Roads continue to deteriorate on a daily basis because of the wear and tear associated with the variety of vehicles driven on them. The deterioration of road surface quality impairs not only the comfort of drivers, but also impacts the economic efficiency.
To maintain roads as part of the social infrastructure, it is necessary to repair them at the right time.
At present, inspection of road conditions is mainly done using a specialist vehicle. However, this is expensive and regularly doesn’t allow access to residential roads.
Ricoh has developed a camera system that can measure the road surface conditions using a standard motor vehicle rather than a specialist vehicle. This system enables measurement on residential roads that have prior to now been difficult to measure with a specialist vehicle.
It is also possible to automate the work processes from capturing images to the creation of an inspection record.
With this system, we will aim to achieve safe and secure road environments through more efficient maintenance.
With an imaging system using multiple stereo cameras, the measurement of three factors is achieved: the rate of cracks, the rutting depth, and flatness (σ). A stereo camera detects depth information of a subject using the parallax of two cameras aligned left and right.
Camera system using multiple stereo cameras that can be mounted on a standard vehicle
Based on the results obtained by combining the images in the width direction that are taken with multiple stereo cameras, the rutting depth can be calculated.
Further, based on the results obtained by combining the images taken by the same multiple stereo cameras in the traveling direction, flatness can be measured.
Image combining enables not only a 3D combined image to be obtained, but also a combined brightness image to be generated by combining the feature points in images (brightness images). It is also possible to measure the rate of cracks using this combined brightness image.
In this way, using only the information obtained from the stereo cameras, the measurement of three factors can be achieved: rate of cracks, rutting depth, and flatness (amount of longitudinal unevenness).
Recently, much effort has been put into research and development of artificial intelligence (AI), enabling machines to have a learning function. Machine learning is one of the methods used in image recognition and analysis.
In machine learning, a computer receives certain inputs, learns from them, and predicts useful outputs. As a preliminary step, the system needs to have learned combinations of certain input images and corresponding correct-answer outputs (correct-answer labels). The learning step is followed by the decision step, where the system receives a certain image input and predicts and outputs the correct answer based on what it has learned.

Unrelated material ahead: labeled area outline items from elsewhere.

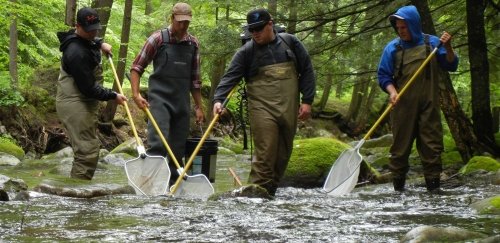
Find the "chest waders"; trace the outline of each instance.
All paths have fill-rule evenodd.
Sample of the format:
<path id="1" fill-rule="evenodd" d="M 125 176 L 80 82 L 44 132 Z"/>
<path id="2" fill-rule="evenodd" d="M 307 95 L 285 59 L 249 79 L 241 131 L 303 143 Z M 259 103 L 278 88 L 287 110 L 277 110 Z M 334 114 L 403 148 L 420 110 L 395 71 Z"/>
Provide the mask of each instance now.
<path id="1" fill-rule="evenodd" d="M 70 176 L 92 179 L 99 159 L 100 142 L 96 130 L 98 101 L 85 97 L 73 77 L 62 68 L 57 80 L 56 110 L 73 148 Z"/>
<path id="2" fill-rule="evenodd" d="M 397 87 L 403 87 L 402 82 L 409 80 L 429 52 L 427 45 L 397 51 L 394 72 L 398 74 L 395 78 Z M 426 181 L 436 178 L 439 180 L 442 171 L 443 131 L 438 69 L 437 59 L 432 58 L 391 112 L 394 143 L 390 149 L 389 168 L 394 175 L 395 189 L 398 180 L 404 186 L 404 178 L 409 170 L 408 157 L 414 140 Z"/>
<path id="3" fill-rule="evenodd" d="M 297 129 L 299 88 L 295 65 L 264 66 L 247 84 L 248 111 L 255 145 L 249 182 L 271 195 L 285 173 Z"/>
<path id="4" fill-rule="evenodd" d="M 195 46 L 170 44 L 168 31 L 162 33 L 164 43 L 153 59 L 154 72 L 149 77 L 148 102 L 172 152 L 181 162 L 189 135 L 189 92 Z M 148 145 L 149 154 L 168 156 L 151 122 L 148 123 Z M 177 179 L 175 168 L 175 164 L 170 163 L 170 181 Z"/>

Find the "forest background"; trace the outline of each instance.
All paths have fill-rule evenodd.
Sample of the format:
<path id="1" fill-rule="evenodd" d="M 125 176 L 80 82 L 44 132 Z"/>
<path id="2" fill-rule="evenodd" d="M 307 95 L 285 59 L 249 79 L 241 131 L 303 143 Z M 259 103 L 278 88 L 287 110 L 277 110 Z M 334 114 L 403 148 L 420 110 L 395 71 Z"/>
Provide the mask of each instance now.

By replacing the visual inspection process with the machine reading based on a model obtained through machine learning, man-hours can be reduced compared to conventional methods.
Grids with a length of 50 cm are automatically created, and the number of cracks is determined by AI
Based on the three data sets obtained, the system calculates a Maintenance Control Index (MCI), which is a comprehensive index for the judgment of maintenance and repair. This supports the creation of an inspection record.
The system also visualizes the road surface condition by mapping the results.
Image of visualized paved status
This new technology can also be applied to the maintenance of diverse social infrastructures, such as tunnels and bridges, in addition to the road surface.
In developing a system that monitors social infrastructure, Ricoh is striving to resolve a range of social issues, including aging infrastructure and the labor shortage and motor efficiency.